Cornelius Vanderbilt died on January 4, 1877, at his residence, No. 10 Washington Place, after having been confined to his rooms for about eight months. The immediate cause of his death was exhaustion, brought on by long suffering from a complication of chronic disorders.[6] At the time of his death, aged 82, his fortune was estimated at $100 million. In his will, he left 95% of his $100 million estate to his son William and to William's four sons ($5,000,000 (approx. $99,000,000 in 2008 USD) to Cornelius Vanderbilt II, and $2 million apiece (approx. $39,600,000 in 2008 USD) to William Kissam Vanderbilt, Frederick Vanderbilt, and George Washington Vanderbilt II). The Commodore stated that he believed William Henry was the only heir capable of maintaining the business empire.
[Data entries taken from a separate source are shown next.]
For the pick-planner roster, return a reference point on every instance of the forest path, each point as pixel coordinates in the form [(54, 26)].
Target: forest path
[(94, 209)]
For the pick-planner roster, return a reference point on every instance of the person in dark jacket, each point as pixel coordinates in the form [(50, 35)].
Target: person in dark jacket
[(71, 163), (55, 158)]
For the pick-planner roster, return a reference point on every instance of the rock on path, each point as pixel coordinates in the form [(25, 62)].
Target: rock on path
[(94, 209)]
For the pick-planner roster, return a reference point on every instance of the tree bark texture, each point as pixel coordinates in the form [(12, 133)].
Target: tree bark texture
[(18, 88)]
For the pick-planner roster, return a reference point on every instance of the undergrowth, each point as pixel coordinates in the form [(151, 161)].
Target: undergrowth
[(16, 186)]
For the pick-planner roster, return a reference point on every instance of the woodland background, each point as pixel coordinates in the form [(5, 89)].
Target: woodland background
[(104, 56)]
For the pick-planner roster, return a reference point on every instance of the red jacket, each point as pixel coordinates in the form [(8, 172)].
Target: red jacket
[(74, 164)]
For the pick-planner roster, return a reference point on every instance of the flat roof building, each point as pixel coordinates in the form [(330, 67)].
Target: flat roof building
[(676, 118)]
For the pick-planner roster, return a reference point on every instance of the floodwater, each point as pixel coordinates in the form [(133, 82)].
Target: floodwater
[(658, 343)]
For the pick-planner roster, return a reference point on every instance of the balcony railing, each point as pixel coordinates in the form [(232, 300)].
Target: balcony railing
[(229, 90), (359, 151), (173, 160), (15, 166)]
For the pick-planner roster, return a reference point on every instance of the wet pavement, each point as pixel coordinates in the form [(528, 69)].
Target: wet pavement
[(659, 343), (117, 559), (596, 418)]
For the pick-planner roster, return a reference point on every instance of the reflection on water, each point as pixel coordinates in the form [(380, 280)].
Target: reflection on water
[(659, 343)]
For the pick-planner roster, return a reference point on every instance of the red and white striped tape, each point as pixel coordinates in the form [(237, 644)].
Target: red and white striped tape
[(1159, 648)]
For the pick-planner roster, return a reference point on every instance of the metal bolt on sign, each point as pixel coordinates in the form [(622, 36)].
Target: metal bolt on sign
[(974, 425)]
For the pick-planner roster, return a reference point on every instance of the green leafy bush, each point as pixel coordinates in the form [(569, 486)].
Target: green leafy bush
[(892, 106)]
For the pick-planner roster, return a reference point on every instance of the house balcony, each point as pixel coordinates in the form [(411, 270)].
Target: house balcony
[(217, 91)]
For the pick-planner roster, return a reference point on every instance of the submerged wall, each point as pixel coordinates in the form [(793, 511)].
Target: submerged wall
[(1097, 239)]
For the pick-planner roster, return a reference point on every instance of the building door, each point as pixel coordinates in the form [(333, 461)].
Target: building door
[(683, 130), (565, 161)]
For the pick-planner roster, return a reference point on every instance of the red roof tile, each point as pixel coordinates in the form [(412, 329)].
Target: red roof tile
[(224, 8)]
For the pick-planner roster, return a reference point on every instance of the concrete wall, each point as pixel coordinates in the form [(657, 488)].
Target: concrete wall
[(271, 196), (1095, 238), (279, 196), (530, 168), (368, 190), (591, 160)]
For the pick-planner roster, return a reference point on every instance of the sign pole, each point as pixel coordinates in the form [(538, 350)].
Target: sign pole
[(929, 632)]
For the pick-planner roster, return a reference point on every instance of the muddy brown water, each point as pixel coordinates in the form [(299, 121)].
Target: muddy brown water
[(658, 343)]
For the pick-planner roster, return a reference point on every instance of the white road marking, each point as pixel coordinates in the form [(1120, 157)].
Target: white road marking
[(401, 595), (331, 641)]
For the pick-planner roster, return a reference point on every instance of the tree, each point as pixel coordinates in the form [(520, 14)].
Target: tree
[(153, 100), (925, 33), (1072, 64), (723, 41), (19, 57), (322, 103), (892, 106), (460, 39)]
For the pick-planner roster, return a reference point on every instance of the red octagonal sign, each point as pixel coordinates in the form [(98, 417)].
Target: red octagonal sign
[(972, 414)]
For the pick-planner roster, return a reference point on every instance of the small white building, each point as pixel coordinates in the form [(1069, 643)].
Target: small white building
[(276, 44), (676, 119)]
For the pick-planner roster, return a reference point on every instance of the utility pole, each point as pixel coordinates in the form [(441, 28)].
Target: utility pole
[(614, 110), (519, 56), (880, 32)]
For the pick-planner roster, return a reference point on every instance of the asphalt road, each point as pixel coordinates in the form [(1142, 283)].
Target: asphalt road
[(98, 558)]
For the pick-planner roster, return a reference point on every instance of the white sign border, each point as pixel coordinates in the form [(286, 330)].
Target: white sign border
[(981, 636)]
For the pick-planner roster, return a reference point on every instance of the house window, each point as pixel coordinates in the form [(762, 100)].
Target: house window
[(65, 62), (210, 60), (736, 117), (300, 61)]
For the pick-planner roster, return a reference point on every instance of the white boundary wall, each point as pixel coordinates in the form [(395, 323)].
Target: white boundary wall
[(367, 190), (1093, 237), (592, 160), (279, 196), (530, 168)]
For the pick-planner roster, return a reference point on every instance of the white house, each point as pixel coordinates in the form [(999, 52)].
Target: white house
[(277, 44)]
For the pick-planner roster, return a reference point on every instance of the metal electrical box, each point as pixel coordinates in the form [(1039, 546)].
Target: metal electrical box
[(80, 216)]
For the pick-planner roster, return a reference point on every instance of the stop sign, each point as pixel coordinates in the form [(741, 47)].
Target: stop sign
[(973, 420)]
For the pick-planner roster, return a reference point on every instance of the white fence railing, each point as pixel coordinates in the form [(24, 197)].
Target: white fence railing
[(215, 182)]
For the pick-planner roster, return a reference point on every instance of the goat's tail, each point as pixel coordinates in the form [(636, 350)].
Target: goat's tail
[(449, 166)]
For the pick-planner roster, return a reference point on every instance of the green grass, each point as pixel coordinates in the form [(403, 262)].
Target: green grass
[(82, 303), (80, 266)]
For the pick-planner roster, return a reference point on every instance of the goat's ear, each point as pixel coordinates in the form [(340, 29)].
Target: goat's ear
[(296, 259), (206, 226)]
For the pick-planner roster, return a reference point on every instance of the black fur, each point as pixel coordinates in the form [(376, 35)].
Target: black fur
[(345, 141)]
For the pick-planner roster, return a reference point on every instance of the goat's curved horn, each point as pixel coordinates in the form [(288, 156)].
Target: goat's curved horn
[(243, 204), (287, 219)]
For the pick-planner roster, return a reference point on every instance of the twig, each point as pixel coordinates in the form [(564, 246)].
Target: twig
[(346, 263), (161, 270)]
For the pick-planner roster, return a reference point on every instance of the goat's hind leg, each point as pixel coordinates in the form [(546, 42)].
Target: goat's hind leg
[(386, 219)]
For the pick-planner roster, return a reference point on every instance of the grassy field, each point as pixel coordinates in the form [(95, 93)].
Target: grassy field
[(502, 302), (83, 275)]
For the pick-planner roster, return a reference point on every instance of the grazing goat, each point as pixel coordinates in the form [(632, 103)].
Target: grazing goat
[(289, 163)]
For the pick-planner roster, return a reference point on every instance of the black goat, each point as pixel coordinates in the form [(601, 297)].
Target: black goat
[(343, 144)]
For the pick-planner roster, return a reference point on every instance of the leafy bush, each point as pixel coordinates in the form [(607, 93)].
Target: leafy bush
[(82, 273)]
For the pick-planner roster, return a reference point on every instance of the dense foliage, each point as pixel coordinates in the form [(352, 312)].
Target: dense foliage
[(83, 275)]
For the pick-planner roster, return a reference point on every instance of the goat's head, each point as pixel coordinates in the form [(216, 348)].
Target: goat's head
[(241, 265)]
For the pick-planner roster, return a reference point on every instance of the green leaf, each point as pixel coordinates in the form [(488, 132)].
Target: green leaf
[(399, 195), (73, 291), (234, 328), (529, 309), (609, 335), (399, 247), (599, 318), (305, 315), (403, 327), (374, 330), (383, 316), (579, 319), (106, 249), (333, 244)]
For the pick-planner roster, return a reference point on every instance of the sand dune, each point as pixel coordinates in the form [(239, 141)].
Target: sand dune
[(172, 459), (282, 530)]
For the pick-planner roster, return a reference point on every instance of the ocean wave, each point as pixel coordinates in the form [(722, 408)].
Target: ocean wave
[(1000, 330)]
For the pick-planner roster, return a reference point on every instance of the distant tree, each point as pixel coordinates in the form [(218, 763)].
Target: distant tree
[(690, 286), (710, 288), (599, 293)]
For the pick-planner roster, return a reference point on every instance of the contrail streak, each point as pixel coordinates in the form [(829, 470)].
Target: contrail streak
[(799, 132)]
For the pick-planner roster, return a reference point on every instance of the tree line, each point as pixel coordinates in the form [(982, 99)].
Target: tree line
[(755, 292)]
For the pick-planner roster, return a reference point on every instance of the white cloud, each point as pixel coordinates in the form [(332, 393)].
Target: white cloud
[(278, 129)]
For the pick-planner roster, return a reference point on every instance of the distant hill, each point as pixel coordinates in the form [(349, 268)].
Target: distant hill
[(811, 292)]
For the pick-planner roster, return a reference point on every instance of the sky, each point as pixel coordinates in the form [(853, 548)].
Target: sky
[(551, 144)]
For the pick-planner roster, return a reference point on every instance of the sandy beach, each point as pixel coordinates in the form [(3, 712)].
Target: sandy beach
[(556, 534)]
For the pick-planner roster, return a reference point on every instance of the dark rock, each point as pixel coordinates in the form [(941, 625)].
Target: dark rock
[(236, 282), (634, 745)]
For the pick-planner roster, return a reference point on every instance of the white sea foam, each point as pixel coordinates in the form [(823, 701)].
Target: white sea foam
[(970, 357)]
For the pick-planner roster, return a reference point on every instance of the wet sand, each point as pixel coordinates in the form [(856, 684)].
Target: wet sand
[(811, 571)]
He willed amounts ranging from $250,000 (approximate $4,950,000 in 2008 USD) to $500,000 ($9,920,000 in 2008 USD) to each of his eight daughters. His wife received US$500,000, their New York City home, and 2,000 shares of common stock in New York Central Railroad. To his younger surviving son, Cornelius Jeremiah Vanderbilt, whom he regarded as a wastrel, he left the income from a $200,000 trust fund. The Commodore had lived in relative modesty considering his nearly unlimited means, splurging only on race horses, leaving his descendants to build the Vanderbilt houses that characterize America's Gilded Age. (It is worth noting that though trivial in comparison to the $90 million+ inherited by William Henry Vanderbilt and his sons, the bequests to his other children made them very wealthy by the standards of 1877 and were not subject to inheritance tax.)
According to "The Wealthy 100" by Michael Klepper and Robert Gunther, Vanderbilt would be worth $143 billion in 2007 dollars, if his total wealth as a share of the nation's GDP in 1877 (the year of his death) were taken and applied in that same proportion in 2007. This would make him the second-wealthiest person in American history, after John D. Rockefeller.[7][8] Another calculation, from 1998, puts him in third place, after Andrew Carnegie.[9]